そもそも米国企業は、商品やサービスの開発段階でグローバル市場を視野に入れた設計を行っているため、世界展開の際にも市場が広がりやすい。そのため、ひとつのヒット商品が生み出す収益は日本の企業とは比べ物にならない。
もうひとつ、ベンチャー企業が育ちやすい土壌がある点も魅力。その代表がサンフランシスコ郊外にあるシリコンバレーだろう。同地域には世界的なIT企業が密集していると同時に、ハングリー精神旺盛な起業家が世界中から集まってくる。先行投資を惜しまないベンチャーキャピタルも多い。

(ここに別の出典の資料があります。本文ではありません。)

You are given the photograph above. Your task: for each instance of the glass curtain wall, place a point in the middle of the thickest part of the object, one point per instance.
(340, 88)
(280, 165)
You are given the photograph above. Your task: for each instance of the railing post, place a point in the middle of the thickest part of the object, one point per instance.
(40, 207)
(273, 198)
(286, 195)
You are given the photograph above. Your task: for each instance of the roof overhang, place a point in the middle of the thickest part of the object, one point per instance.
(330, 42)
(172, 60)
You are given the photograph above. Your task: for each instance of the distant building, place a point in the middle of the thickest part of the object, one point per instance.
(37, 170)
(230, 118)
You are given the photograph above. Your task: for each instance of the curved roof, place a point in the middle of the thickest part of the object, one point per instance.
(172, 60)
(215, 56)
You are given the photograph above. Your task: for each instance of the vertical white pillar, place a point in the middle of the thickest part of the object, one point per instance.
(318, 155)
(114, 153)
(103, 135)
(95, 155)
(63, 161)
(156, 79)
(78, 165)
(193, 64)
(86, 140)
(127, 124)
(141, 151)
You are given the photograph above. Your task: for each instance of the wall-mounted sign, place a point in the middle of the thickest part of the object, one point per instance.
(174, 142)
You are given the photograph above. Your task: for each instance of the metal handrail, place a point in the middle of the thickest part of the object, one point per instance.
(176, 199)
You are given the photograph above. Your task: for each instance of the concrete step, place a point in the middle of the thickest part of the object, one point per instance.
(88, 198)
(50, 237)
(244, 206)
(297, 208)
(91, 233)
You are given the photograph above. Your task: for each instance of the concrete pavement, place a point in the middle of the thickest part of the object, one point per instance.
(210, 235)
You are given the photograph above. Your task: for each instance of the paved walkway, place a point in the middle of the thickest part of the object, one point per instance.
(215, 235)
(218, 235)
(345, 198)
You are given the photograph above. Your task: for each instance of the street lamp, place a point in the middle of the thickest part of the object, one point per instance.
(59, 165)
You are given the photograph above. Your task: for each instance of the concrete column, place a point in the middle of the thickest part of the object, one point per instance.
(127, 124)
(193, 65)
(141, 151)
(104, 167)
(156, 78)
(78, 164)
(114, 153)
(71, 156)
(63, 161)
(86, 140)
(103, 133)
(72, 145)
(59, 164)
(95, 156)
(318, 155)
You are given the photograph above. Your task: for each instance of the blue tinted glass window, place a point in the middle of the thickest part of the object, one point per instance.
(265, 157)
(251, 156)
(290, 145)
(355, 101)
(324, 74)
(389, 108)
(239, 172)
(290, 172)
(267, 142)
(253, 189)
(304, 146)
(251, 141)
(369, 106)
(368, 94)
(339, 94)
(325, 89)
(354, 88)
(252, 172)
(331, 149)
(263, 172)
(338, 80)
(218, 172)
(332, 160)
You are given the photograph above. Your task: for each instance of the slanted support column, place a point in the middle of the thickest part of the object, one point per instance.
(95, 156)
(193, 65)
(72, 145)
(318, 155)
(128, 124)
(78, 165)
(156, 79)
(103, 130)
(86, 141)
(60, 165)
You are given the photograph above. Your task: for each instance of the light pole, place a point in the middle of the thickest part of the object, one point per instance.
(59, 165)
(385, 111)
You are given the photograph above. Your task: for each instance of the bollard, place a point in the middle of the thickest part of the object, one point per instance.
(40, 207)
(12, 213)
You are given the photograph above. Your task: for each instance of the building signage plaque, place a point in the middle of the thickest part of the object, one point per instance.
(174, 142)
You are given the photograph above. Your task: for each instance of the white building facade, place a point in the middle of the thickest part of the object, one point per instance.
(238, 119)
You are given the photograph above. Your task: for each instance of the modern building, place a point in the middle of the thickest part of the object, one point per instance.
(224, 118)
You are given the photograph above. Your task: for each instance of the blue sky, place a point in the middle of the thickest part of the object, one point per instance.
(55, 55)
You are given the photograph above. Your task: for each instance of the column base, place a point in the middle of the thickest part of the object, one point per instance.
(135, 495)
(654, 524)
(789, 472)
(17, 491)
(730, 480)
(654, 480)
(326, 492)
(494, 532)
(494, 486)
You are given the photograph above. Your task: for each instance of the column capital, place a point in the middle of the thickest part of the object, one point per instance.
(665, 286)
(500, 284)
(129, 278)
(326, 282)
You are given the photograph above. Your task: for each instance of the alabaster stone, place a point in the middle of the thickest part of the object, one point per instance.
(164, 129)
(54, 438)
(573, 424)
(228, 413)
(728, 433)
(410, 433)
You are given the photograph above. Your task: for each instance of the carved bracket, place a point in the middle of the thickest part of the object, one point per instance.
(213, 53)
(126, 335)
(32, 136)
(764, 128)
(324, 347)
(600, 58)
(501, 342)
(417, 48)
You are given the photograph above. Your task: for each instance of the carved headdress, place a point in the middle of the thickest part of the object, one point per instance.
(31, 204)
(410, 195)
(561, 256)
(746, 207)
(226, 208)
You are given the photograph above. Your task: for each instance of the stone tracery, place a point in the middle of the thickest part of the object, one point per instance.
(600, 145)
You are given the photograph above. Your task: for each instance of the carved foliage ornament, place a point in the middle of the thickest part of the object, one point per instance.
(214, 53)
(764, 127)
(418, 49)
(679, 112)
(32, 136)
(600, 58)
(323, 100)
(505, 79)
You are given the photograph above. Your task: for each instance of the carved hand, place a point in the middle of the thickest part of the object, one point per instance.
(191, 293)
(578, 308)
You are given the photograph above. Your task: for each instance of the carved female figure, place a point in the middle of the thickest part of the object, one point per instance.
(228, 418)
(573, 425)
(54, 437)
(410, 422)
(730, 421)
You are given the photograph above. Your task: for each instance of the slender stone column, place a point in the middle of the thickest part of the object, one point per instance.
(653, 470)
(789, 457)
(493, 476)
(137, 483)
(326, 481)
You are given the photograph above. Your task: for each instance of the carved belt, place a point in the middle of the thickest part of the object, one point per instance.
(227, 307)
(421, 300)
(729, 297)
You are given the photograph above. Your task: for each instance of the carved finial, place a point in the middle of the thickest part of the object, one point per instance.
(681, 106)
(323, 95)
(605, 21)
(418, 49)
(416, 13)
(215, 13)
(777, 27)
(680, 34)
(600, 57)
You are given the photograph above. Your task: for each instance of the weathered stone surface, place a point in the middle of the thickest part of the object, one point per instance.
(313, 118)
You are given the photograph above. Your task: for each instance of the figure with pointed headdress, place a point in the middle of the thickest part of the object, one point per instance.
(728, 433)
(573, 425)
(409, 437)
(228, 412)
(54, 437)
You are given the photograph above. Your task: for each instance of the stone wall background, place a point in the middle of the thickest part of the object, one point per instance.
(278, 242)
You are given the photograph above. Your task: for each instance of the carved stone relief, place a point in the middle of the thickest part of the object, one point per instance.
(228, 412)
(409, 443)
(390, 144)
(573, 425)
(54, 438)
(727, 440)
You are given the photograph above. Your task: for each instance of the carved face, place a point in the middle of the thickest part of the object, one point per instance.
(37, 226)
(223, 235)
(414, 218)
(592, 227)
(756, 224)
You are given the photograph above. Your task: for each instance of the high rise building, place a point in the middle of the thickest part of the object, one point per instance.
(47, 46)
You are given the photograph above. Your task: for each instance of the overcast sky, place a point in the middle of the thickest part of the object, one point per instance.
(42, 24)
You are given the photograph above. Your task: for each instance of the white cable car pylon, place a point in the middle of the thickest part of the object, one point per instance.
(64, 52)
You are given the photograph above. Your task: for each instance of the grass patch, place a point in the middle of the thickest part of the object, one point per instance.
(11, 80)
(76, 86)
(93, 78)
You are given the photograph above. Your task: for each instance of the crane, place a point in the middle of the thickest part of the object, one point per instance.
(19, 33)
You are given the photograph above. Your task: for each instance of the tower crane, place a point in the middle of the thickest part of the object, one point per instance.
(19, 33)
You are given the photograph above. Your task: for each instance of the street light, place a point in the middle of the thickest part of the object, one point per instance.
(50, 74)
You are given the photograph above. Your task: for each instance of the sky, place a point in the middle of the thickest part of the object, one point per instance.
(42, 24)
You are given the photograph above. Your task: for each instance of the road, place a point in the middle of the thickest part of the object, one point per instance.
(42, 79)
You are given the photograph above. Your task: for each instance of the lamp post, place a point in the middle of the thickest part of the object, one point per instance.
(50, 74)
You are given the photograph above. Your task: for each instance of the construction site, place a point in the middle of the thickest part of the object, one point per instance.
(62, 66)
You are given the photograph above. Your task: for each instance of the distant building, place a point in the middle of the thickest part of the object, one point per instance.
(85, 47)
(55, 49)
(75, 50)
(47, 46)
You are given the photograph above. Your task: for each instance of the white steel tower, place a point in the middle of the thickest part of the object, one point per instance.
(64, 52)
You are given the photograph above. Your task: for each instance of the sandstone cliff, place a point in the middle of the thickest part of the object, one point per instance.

「最近話題のフィンテック関連のベンチャー企業も続々と誕生しています」(同前)
実際、いまだに米国企業の一人勝ち状態が続いている分野も少なくない。航空事業や映画産業、あるいはクレジットカード、外食もそうだ。外食で言えばマクドナルドやバーガーキングはいまだ健在だし、新たな人気店「シェイク シャック」なども誕生。日本にも1年ほど前に上陸している。
新たな成長企業が誕生しやすい環境が整っているのも米国市場の魅力だが、既存企業のビジネスの新陳代謝も活発だ。不採算部門を売却して有望な分野に資産を集中させる傾向が顕著となっている。
例えば、米国ヤフーがネット事業を売却したり、GEが金融部門を売却したりするなど、それまでの主力事業であったとしても、将来性がなければ手放すことを厭わない。株主の利益を第一に考えなければならないからだ。結果、日本と比べると株式の配当利回りも高くなる。
このように投資対象として圧倒的な魅力を持つ米国市場だが、米国株に直接投資をしたことのない投資家にとっては、ハードルが高い気がするかもしれない。しかし、一部の証券会社では日本株と同じ感覚で売買をすることができる。
そのうちのひとつ、マネックス証券では、国内最多の約3000銘柄を扱っている。手数料も「5ドルから」と業界最安水準だ。また「初回入金日から20日間の米国株取引手数料をキャッシュバック」するプログラム(※詳細はマネックス証券HPを参照)を実施するなど、米国株初心者の投資機会拡大もサポートしている。さらに、米国株は1株から取引できるから、“お試し投資”もしやすい。人気のアップル株にも1万円程度から投資可能だ。
一方で米国株投資には注意しなければならない点もある。ひとつは為替リスクがあることだ。米国株はドルで売買するので、株を買う前に資金(日本円)をドルに交換しておく必要がある。同社では、口座に資金をプールしておくこともできるので、為替相場を見て円高のときに両替しておくこともできるわけだ。
また、日本時間の夜に株式市場が開いているため、眠っている間に相場が大きく動く可能性もある。そんなときに大きな損失を抱えないために、取引を始める際には利益確定の注文や損切り注文も同時に発注しておくのが安心だろう。
成長力の高い市場に投資をするのは、株式投資の基本的な考え方だ。そのうえで、米国市場は申し分ない可能性を秘めている。一方でその成長性から株価上昇が続けば割高水準になりやすく、買い時を逃してしまうこともあるだろう。過去20年の実績を顧みれば、どれだけ早く米国株投資を始められるかも、今後の成功のポイントになるかもしれない。